Страйкер посмотрел на улицу. Там, в конце, показалась парочка.
— Это они! Сэлли, узнаю ее пальто. А рядом с ней этот негодяй, этот вшивый немец…
— Ша, Страйкер, ша!
— Как мне холодно, Чарли. А тебе? Теплая, кажется, ночь, а я…
— Да заткнись ты, ради Бога, наконец! — вспылил Чарлз.
— Мы с ним справимся! — прошептал Страйкер. — Да, Чарли, я, конечно, заткнусь, охотно заткнусь, Чарли…
Сэлли и Лугер медленно шли вниз по Двенадцатой улице. Лугер обнимал ее за талию, и их бедра все время соприкасались при ходьбе.
— Какой хороший фильм мы посмотрели! — журчал Лугер. — Обожаю Дину Дурбин1: как молода, свежа — просто конфетка.
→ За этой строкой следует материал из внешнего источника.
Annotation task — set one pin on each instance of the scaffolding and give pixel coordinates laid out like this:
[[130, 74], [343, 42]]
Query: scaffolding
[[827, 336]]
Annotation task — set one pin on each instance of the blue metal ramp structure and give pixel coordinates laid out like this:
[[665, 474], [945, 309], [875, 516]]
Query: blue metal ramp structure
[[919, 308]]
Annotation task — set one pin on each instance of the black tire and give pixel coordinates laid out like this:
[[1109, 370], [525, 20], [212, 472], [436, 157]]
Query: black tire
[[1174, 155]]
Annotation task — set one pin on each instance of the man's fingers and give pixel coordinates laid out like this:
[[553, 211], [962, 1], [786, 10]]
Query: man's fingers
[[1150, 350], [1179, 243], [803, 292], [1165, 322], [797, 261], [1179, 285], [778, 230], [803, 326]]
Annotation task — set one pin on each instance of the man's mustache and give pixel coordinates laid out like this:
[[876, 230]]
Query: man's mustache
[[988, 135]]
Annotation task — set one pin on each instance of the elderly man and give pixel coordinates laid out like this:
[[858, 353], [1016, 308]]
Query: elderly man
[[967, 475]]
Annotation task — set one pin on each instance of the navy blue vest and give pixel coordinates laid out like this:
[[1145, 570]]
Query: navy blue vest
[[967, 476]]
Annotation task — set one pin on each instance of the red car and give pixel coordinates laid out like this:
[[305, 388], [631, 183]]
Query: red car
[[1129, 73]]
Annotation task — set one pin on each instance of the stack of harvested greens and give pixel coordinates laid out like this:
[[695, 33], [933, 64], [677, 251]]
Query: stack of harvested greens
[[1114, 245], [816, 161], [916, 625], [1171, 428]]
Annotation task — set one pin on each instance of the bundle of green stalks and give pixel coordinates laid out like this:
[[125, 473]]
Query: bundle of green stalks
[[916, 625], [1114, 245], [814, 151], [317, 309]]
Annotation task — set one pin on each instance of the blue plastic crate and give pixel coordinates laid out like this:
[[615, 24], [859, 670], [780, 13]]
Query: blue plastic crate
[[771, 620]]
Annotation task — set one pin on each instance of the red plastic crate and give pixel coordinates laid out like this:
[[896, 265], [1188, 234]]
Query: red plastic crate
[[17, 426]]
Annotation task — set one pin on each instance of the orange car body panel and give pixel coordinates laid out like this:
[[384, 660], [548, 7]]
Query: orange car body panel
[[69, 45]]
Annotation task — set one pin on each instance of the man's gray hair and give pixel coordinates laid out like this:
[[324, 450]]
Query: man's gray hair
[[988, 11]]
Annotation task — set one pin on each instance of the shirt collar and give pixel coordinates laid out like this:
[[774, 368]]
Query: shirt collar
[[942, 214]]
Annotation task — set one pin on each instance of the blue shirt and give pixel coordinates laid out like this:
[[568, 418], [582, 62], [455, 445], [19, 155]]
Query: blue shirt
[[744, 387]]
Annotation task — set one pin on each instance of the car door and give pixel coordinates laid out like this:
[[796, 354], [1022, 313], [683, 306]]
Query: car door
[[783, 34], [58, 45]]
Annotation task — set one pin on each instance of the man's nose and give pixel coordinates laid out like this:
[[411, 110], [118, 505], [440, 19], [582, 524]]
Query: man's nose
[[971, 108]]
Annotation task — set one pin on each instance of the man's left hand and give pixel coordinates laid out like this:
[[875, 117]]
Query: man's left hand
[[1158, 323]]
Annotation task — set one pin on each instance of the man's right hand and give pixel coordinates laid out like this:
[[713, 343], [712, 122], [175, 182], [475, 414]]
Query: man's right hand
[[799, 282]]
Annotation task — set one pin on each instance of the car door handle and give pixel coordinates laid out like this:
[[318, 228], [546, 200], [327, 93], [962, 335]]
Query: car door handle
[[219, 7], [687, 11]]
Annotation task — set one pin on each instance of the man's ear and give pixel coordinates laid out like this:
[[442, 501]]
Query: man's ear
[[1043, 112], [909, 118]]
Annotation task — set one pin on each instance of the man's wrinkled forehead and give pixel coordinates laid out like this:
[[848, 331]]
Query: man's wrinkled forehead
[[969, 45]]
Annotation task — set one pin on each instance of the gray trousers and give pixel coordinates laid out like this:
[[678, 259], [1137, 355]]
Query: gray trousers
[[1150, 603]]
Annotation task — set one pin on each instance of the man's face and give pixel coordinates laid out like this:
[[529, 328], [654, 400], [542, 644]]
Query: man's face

Очень похожа на тебя. — И широко улыбнулся Сэлли в темноте, крепче прижимая ее за талию. — Такая ма-аленькая, моло-оденькая девушка… Вот такие, как ты, мне очень нравятся. — Попытался ее поцеловать.
Сэлли увернулась.
— Послушайте, мистер Лугер… — обратилась она к нему, и не потому, что он ей нравился, а просто — он человек, безрассудный, ничего не подозревающий; к тому же сердце ее гораздо мягче, чем она предполагала.
— Я не понимаю по-английски, — отозвался Лугер, — ему так нравилась ее застенчивость на последнем этапе к цели.
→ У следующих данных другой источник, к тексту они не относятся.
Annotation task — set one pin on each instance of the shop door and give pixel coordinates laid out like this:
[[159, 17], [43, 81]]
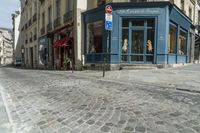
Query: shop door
[[137, 46]]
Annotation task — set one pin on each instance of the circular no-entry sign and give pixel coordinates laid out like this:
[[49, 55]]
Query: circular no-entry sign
[[108, 9]]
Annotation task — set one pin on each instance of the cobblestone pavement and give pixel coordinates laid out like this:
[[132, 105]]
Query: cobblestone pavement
[[51, 102]]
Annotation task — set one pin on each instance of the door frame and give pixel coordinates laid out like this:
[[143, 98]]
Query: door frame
[[139, 28]]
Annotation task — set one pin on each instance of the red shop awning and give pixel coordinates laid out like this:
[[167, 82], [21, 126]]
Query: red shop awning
[[64, 42]]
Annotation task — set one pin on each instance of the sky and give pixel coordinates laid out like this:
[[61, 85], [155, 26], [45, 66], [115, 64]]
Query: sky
[[7, 7]]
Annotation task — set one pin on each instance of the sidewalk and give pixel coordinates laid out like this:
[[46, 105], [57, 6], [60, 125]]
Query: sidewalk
[[185, 78], [4, 122]]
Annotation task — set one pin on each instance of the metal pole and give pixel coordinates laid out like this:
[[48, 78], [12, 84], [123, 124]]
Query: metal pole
[[106, 55]]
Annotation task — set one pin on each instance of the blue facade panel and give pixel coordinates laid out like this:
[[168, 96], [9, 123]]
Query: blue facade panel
[[163, 15]]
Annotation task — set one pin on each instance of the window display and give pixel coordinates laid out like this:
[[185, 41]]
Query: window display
[[94, 37], [182, 43], [172, 40]]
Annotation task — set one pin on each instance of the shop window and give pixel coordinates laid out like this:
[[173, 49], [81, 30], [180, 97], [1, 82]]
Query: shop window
[[172, 40], [125, 41], [94, 37], [182, 43], [124, 46], [125, 22], [138, 22], [101, 2], [150, 22]]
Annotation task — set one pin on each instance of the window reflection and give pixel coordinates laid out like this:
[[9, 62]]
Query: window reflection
[[182, 43], [172, 39], [94, 37]]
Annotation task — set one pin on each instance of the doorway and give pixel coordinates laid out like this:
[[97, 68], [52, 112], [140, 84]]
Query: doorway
[[138, 41]]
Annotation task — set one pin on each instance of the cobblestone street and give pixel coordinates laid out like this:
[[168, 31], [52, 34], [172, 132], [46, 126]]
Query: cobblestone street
[[42, 101]]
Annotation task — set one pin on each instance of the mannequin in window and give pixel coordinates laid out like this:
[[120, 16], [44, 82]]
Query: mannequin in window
[[125, 46]]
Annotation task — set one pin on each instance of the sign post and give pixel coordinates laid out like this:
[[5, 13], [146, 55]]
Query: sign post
[[108, 27]]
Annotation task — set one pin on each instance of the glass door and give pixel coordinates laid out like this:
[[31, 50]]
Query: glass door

— Благодарю вас за приятный вечер, — приходя в отчаяние, продолжала Сэлли; она останановилась на тротуаре. — Спасибо, что проводили до дома. Ко мне нельзя. Я соврала вам: я живу не одна.
Лугер засмеялся.
— Ах ты, маленькая, пугливая девочка! Как это мило! Вот за это я люблю тебя!
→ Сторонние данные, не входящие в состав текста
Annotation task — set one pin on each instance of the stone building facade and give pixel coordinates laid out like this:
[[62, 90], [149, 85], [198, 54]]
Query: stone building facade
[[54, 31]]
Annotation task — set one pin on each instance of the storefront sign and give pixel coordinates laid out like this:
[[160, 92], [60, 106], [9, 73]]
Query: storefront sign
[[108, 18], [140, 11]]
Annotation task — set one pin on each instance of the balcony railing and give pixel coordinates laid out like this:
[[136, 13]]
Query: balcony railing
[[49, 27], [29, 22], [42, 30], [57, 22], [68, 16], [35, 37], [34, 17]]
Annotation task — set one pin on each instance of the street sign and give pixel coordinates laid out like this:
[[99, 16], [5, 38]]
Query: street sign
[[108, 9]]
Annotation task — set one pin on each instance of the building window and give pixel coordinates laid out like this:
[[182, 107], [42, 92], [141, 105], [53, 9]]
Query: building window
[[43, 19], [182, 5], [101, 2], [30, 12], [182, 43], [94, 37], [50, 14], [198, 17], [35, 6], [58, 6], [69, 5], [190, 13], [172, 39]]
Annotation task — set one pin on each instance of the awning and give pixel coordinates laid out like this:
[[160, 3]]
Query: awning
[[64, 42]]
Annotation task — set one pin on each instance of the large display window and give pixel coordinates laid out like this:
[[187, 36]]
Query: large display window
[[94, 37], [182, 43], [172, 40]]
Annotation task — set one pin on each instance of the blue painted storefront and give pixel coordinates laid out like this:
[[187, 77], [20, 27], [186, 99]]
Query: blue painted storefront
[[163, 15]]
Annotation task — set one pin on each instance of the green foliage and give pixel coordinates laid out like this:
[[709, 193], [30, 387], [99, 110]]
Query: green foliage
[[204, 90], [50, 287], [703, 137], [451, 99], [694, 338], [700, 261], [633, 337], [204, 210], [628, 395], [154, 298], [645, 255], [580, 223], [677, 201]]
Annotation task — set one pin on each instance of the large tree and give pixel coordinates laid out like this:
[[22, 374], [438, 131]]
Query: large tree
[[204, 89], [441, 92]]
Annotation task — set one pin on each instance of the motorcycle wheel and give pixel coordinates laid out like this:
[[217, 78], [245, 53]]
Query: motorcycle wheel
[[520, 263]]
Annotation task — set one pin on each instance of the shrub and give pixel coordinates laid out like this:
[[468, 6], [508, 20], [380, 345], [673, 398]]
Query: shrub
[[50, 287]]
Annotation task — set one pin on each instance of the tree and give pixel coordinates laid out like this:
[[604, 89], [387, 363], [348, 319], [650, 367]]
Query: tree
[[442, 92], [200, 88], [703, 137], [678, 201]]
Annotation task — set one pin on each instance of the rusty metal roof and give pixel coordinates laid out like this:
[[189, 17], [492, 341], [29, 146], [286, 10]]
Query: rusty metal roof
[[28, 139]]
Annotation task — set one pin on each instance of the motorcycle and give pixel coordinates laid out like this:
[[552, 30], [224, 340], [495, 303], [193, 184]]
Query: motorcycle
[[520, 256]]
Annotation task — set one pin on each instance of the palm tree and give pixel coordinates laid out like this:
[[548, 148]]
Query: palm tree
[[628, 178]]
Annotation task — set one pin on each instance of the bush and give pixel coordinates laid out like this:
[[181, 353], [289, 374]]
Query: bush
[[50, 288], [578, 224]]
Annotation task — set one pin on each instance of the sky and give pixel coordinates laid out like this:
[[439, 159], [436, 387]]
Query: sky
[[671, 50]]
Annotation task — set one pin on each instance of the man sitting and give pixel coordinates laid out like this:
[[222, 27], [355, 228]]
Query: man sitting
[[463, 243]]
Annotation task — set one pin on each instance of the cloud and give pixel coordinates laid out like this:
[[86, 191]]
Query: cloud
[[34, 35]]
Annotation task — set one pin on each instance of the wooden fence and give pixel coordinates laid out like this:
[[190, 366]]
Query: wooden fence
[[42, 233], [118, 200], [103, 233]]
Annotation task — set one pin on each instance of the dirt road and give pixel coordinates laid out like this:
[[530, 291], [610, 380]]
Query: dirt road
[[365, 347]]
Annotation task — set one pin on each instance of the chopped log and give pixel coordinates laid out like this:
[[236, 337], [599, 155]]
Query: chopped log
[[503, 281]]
— Там мой брат, — продолжала Сэлли, не зная почему, — клянусь Богом, я живу с братом в одной квартире!
Лугер, грубо облапив ее, крепко поцеловал, поранив ей губы своими острыми зубами. Его сильные руки все глубже впивались в ее тело на спине. Она разрыдалась прямо ему в лицо, ей было больно, она чувствовала себя в эту минуту такой беспомощной. Он отпустил ее. Он смеялся.
— Пошли, — сказал он, снова прижимая ее к себе. — Пошли, мне ужасно хочется увидеть твоего брата, маленькая лгунья.
— Ладно, — сказала она, увидав, как из густой тени вышли Чарли со Страйкером. — Хорошо, не будем волынить. Пошли побыстрее. Как можно быстрее. Для чего терять понапрасну время?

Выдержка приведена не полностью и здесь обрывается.